The worst part is that now is also the time when I have the most studying to do. I have more classes each day, and I have a lot of boards studying to do, so my lack of motivation is really taking its toll.
Plus I have an infinite list of things to do before we move to Arizona and have a baby. I am trying to do things one at a time, and I have an order in which things need to be decided and figured out. And I get really stressed out when someone wants to me to decide #159 on my list.
So I guess to make a long story short, I am a little overwhelmed. I know that I’m not the only med student who is overwhelmed right now, but there is something about being pregnant AND a med student that amplifies everything. It is just a very lonely place to be. There aren’t exactly a lot of other pregnant med students around. Actually, there aren’t any…besides me. And the bigger my belly gets, the more I feel like I stand out.
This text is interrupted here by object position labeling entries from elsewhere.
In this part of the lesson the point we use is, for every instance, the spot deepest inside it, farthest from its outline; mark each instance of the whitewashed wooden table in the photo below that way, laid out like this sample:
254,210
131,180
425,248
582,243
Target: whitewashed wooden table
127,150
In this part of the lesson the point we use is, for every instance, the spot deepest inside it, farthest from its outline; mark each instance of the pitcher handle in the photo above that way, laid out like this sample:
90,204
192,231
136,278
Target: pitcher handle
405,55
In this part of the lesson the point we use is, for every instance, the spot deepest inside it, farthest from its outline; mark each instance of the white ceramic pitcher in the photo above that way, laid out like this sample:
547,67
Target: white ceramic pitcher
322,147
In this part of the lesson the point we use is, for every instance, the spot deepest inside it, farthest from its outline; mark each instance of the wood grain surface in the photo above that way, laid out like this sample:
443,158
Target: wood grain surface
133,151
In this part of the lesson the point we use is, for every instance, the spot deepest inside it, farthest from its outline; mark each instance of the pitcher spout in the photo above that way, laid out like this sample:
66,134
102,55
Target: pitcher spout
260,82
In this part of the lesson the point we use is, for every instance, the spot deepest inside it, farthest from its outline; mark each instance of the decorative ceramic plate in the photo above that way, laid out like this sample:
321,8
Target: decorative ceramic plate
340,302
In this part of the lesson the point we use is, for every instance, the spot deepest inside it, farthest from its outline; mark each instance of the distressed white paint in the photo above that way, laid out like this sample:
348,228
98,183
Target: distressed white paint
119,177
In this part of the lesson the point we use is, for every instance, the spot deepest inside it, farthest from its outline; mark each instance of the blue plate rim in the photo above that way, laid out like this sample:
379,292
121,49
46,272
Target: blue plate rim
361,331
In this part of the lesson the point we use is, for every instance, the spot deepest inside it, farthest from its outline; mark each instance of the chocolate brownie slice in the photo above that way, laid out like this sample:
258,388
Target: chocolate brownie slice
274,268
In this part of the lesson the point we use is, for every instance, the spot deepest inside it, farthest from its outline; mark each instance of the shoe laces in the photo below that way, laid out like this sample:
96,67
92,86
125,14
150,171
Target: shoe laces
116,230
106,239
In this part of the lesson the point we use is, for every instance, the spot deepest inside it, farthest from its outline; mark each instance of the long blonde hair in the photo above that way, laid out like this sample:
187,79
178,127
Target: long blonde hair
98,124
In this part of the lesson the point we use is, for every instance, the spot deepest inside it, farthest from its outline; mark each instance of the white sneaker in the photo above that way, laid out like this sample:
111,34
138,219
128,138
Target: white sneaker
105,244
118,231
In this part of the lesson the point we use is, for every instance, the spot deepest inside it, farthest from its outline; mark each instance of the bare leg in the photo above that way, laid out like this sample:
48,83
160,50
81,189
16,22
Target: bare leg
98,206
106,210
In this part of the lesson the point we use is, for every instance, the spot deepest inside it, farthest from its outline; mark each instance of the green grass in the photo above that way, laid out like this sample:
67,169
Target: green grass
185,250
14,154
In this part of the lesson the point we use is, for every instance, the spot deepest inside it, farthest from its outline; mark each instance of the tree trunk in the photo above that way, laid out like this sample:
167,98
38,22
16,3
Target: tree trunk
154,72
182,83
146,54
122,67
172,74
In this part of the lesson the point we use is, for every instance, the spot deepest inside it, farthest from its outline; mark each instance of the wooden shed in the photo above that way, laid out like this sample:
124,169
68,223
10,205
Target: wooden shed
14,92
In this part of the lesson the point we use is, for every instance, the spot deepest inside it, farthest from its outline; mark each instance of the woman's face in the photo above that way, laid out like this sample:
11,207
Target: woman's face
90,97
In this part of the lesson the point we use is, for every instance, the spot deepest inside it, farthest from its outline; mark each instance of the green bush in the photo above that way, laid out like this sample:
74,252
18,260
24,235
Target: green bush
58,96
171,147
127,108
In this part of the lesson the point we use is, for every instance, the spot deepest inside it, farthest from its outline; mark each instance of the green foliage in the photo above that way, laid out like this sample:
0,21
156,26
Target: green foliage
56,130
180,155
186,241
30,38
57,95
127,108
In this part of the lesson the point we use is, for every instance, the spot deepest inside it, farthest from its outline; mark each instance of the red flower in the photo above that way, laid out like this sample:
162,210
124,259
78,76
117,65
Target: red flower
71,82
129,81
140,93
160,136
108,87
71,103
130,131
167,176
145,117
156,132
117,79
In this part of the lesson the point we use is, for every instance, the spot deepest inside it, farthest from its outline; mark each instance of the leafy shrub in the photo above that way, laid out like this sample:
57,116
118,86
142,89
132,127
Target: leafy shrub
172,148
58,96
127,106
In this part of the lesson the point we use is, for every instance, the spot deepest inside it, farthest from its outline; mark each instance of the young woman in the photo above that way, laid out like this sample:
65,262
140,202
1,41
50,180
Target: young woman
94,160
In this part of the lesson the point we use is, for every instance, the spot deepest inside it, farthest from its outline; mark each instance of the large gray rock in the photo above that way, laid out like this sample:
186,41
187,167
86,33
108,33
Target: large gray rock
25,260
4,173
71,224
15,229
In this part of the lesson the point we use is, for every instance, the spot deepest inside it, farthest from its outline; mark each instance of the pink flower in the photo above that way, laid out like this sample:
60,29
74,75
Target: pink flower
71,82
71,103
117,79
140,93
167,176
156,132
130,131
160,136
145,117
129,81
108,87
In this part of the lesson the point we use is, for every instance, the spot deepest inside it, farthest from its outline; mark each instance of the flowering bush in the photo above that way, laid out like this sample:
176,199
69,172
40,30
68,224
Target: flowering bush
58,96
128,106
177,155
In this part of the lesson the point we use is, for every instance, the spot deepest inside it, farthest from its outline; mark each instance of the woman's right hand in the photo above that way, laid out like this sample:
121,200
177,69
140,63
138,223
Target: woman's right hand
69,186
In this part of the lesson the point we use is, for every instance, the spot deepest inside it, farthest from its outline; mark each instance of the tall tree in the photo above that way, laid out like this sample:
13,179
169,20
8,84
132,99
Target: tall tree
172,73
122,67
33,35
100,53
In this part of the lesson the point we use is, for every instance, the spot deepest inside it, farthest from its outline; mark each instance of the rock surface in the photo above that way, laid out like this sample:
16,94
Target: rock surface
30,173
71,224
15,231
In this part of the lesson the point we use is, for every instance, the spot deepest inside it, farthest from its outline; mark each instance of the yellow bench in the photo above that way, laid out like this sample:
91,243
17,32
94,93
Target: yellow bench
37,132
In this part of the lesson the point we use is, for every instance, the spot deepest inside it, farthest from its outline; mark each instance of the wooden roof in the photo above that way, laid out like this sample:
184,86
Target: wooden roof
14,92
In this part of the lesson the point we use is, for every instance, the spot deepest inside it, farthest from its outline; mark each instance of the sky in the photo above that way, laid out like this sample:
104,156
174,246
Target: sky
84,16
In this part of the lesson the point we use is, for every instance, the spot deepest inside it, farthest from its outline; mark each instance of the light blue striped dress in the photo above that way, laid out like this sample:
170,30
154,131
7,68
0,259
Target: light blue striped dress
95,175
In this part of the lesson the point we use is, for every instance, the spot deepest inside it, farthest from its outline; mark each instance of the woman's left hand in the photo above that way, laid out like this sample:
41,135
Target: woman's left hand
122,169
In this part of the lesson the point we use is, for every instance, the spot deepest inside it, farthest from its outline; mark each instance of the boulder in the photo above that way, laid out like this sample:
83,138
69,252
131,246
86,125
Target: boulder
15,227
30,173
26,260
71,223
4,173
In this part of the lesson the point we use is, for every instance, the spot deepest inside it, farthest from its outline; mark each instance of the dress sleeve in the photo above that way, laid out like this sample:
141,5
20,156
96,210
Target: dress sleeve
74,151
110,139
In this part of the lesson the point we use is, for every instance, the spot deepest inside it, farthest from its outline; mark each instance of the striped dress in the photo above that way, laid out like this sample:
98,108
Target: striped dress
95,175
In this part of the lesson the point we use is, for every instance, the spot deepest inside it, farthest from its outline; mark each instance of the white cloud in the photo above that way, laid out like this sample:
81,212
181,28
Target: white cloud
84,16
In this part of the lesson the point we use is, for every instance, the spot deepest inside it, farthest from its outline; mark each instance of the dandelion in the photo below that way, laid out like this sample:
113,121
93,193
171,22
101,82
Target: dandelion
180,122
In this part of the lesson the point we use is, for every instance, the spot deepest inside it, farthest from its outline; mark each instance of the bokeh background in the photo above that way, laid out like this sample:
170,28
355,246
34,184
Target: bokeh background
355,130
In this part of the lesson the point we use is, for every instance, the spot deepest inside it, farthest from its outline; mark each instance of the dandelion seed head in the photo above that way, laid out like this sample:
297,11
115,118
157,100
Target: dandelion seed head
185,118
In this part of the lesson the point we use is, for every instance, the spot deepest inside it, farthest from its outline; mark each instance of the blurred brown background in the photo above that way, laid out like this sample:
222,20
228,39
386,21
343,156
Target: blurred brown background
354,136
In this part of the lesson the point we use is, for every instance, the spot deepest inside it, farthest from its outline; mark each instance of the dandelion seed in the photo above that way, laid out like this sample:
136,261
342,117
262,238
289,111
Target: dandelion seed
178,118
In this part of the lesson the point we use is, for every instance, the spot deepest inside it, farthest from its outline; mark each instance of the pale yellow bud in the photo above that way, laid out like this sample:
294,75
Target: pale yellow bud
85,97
I would give anything to have one friend in the exact same boat as me. I get a lot of advice now that I’m pregnant, and I do appreciate it. But the fact is, nobody that I know has been in my situation. And it is a very unique situation to be in.
It was really comforting when I talked with one of my female professors the other day, only to find out that she had a baby during her third year, too. She told me that third year was the best year to have a baby. It was nice to be reminded that other people have been where I am, and they managed to make it through.
In just the last few days I have started to feel my baby kicking, which is really amazing, and with each little kick I am reminded that everything is going to be okay. In one week we get to find out if Baby Howie is a boy or a girl, and I am REALLY looking forward to that. 17 weeks and counting!